El alto al fuego no ha devuelto la normalidad al sur del Líbano. Un equipo de BBC Mundo viajó con una misión humanitaria de la fuerza de paz de la ONU y encontró que, en la zona ocupada por Israel, continúan los ataques, las demoliciones y la consolidación de posiciones militares, en abierta tensión con la idea de una tregua estable.
De acuerdo con la información recogida por la BBC y con lo observado por los cascos azules que acompañaron el recorrido, las tropas israelíes no solo mantienen presencia en el terreno, sino que además estarían reforzando sus instalaciones y derribando estructuras en áreas que siguen bajo control o vigilancia militar.

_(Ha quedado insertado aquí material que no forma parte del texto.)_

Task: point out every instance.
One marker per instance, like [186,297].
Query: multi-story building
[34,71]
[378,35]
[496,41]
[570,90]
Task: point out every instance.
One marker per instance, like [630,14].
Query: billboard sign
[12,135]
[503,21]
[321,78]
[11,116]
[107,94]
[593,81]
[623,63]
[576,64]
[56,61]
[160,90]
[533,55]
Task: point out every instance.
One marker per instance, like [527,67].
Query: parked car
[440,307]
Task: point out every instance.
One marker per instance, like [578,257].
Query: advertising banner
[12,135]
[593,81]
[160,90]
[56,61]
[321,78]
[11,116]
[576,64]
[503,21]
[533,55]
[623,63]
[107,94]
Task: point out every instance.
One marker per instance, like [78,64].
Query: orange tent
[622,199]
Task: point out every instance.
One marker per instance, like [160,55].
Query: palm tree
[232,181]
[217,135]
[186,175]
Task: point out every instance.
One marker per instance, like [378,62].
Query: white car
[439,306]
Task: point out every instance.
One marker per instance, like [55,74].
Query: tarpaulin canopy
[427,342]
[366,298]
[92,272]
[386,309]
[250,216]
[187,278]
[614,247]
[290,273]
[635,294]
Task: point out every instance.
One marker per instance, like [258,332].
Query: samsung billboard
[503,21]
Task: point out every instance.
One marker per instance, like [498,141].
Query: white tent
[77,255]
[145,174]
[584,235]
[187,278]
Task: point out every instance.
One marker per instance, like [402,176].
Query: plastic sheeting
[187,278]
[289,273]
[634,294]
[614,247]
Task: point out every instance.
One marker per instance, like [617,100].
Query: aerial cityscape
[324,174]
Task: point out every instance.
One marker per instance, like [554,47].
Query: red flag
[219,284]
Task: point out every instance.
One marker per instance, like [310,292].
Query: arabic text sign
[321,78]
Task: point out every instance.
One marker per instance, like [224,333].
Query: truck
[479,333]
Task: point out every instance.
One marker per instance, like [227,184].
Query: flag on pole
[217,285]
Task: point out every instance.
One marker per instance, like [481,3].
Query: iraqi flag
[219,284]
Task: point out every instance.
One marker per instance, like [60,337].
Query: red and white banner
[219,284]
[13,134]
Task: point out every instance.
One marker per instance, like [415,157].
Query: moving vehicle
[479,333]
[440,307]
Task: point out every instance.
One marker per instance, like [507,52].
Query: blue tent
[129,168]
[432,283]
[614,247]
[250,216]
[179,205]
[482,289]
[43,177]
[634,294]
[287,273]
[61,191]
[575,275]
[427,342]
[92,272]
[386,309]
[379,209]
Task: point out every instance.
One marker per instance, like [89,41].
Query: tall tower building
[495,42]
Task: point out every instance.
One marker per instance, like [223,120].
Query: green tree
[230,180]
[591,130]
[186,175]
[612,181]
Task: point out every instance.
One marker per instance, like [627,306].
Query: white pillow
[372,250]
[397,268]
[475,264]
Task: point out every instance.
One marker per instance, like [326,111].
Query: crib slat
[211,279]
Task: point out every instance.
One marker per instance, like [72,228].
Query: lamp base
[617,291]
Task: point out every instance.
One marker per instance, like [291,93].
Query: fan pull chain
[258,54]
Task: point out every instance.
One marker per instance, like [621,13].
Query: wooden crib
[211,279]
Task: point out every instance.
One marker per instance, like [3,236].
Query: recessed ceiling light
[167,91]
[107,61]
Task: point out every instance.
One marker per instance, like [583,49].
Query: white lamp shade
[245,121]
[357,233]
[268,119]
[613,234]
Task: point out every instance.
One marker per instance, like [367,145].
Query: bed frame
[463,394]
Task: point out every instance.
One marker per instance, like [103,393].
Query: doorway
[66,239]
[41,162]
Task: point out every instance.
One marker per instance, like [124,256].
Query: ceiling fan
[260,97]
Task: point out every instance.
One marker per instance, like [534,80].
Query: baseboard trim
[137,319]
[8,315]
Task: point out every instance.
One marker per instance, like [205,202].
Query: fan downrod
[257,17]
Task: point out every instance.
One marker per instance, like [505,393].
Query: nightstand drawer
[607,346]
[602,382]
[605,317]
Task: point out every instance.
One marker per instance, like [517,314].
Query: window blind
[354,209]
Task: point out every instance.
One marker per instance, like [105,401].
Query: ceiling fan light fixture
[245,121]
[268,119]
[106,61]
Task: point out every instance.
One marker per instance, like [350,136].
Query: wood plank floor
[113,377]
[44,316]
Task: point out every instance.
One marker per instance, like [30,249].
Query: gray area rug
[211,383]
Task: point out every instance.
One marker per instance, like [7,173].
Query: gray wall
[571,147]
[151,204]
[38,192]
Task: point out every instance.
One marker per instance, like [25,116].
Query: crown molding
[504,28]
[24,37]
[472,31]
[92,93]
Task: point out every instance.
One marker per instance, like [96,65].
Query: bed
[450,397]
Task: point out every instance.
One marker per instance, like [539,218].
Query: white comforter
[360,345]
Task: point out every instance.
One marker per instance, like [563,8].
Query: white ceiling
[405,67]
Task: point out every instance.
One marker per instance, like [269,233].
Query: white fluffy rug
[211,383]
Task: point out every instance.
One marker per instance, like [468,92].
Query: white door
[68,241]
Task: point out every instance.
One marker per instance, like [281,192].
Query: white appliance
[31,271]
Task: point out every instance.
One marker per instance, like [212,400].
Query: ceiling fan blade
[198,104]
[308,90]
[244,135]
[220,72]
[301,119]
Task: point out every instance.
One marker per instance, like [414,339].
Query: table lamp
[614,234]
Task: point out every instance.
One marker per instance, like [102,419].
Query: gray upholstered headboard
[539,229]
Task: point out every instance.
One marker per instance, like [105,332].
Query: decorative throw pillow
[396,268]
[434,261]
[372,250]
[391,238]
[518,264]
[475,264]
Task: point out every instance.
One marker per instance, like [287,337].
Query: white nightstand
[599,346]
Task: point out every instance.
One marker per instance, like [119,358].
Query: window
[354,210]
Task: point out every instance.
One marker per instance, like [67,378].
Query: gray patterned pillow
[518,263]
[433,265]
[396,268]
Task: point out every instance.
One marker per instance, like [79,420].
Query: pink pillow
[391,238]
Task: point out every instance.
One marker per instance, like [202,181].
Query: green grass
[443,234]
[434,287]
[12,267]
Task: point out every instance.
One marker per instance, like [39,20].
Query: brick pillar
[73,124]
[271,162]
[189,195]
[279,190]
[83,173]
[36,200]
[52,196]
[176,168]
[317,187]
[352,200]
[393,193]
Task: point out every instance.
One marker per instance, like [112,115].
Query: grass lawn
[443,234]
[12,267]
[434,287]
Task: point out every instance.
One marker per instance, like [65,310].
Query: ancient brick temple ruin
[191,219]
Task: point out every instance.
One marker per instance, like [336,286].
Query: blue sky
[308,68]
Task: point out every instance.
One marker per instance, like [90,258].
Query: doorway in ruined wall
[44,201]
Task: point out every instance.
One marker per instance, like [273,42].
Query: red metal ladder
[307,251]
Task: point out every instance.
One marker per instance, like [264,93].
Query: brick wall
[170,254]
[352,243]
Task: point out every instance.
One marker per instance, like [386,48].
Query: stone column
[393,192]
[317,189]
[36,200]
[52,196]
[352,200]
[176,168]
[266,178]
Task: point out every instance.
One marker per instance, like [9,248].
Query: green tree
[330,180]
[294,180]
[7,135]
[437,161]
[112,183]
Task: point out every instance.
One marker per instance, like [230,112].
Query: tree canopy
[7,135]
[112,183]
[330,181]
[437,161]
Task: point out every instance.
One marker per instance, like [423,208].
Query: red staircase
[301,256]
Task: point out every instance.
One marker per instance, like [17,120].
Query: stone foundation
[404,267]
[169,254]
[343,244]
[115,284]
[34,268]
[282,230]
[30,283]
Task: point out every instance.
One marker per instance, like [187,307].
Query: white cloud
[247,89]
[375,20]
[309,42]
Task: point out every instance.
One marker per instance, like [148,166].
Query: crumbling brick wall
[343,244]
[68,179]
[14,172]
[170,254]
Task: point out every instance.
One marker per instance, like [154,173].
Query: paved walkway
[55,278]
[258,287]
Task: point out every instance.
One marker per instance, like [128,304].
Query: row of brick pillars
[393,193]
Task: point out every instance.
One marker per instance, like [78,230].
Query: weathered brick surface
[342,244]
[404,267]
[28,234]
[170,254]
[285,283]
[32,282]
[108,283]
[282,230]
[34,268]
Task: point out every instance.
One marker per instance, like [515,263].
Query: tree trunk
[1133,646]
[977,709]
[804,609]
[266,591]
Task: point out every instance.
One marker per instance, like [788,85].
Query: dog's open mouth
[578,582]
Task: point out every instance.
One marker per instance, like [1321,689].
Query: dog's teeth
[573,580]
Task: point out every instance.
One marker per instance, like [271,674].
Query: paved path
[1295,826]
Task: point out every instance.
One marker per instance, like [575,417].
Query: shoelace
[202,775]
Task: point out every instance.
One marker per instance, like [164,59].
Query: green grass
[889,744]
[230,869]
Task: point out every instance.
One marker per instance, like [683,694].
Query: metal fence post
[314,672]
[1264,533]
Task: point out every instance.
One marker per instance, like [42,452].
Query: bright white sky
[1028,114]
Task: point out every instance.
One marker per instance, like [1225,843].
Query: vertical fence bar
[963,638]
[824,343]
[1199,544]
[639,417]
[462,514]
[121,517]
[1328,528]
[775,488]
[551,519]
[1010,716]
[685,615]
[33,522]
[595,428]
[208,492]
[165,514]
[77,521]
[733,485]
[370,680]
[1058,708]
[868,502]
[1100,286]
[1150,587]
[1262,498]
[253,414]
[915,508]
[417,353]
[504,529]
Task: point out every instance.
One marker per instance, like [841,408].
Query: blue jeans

La escena expone una realidad incómoda: para las comunidades que viven cerca de la línea de contacto, el fin de los bombardeos no equivale necesariamente al fin de la ocupación ni al regreso inmediato de la seguridad.
Esto importa porque el sur del Líbano lleva décadas atrapado entre ciclos de conflicto, presencia de actores armados y una frontera en la que cualquier incidente puede escalar con rapidez. La misión de la ONU, creada precisamente para evitar una nueva guerra abierta, queda otra vez en el centro de una disputa que mezcla control territorial, presión militar y una enorme fragilidad política. Para los civiles, el impacto es concreto y cotidiano: casas dañadas o destruidas, familias desplazadas, economías locales paralizadas y un retorno imposible mientras persista la demolición de infraestructura y la incertidumbre sobre lo que ocurrirá después.
La visita de la BBC deja una conclusión difícil de ignorar: un alto el fuego puede reducir la intensidad de la guerra, pero no siempre la desactiva. En el Líbano, como en otras fronteras de conflicto, la paz formal puede coexistir con hechos consumados sobre el terreno, y esa brecha entre los acuerdos y la realidad es la que termina pagando la población civil.